This is how you actually work in Blimp. You write a few lines. You glance at the annotations. You accept a suggestion or you don't. You pull up a diff that an agent prepared and leave a comment on it saying "this part is good, that part is wrong, try again." The agent revises and shows you another diff. You're not writing prompts. You're not copy-pasting from a chat window. You're looking at code, reacting to code, and writing code. It just happens that some of that code was drafted by something that isn't you.

Let me be more specific about what the multiplexer actually is because I keep talking about it.

It's a grid. Each cell is an agent's workspace. You see a little preview of what they're doing, their status, how deep their reasoning tree is. Your REPL is one of the cells. You're not special, you're just the one with the final say.

Every agent has a living memory. Not just a context window that evaporates when the session ends. An actual persistent decision graph that tracks what it noticed, what it tried, what worked, what didn't. When you come back tomorrow, the scout still remembers it found that nil risk yesterday. The explorer still has its PEG prototype from last week. The reasoning doesn't disappear. It accumulates. And these graphs can merge when agents agree on something and diverge when they're exploring different directions. Your graph is there too, tracking every decision you made and why.

When you want to get closer to what an agent is doing, you drop in. Now you're looking at their full REPL. Their history. Their annotations. Their decision tree on the right side, showing you every step of how they got to where they are. You can talk to them here. You can ask questions. You can tell them to change direction. When you're done you type back and you're looking at the grid again.

The semantic diff viewer works the same way. When an agent prepares a change, you're not looking at a text diff with green and red lines. You're looking at a structural diff. It knows that a function moved, not that 30 lines were deleted and 30 lines were added somewhere else. It knows that a type changed, and it can show you every callsite that's affected. And just like everything else in the multiplexer, you can comment on it, annotate it, tell the agent what to fix. The diff viewer isn't a separate tool, it's just another pane in the grid.

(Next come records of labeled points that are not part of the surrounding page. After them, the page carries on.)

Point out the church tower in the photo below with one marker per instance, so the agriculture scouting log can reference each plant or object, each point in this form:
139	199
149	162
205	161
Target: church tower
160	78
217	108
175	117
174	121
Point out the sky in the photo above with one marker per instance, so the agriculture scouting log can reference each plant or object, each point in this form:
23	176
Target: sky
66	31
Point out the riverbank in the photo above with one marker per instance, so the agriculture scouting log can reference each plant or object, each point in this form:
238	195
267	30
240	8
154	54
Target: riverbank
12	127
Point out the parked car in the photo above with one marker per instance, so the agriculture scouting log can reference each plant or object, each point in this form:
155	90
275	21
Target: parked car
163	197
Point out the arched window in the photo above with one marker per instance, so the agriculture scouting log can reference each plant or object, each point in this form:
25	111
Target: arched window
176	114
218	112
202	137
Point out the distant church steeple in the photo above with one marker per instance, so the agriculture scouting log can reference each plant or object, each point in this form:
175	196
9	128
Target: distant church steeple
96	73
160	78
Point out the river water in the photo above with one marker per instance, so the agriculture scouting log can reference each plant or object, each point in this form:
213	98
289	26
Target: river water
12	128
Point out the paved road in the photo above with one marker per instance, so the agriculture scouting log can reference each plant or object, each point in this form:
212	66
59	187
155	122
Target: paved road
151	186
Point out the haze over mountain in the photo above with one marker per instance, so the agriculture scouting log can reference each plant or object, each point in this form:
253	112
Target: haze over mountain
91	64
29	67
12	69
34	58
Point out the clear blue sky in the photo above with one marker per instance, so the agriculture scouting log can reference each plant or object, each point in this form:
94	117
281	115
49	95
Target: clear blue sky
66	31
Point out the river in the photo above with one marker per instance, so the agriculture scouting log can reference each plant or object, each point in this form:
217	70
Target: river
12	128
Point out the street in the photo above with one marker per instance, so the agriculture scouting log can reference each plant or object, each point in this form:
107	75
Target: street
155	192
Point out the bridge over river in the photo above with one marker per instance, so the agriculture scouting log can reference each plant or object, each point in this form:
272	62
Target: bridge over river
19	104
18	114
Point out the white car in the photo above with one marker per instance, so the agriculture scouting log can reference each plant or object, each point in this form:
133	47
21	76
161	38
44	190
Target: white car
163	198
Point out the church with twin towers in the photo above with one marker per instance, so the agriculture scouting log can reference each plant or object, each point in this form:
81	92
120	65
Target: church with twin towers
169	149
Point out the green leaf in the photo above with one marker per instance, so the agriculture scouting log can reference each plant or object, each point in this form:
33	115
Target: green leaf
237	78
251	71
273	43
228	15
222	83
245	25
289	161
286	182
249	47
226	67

The reason this is what we build first is because everything else is just a REPL inside it. The code editor is a REPL. The diff viewer is a REPL. The agent workspaces are REPLs. If we get the multiplexer right, we get the container that holds all the other pieces. The rest is filling in the boxes.

And because we're targeting WASM and shipping this in a browser, the multiplexer is basically a web app. It's a grid of panes. Each pane is a little terminal. The agents are processes running in the background. We compile to LLVM IR, target WASM, and the whole thing runs in a tab. You send someone a URL and they're looking at your multiplexer, your agents, your running system. That's collaboration without git.

And pretty soon this design journal is going to get very meta, because we're going to be building Blimp using the multiplexer we built for Blimp. Dogfooding it from day one. The tool builds the tool.

Okay so let's talk about how the code is actually organized because this is where Blimp does something that no other language does.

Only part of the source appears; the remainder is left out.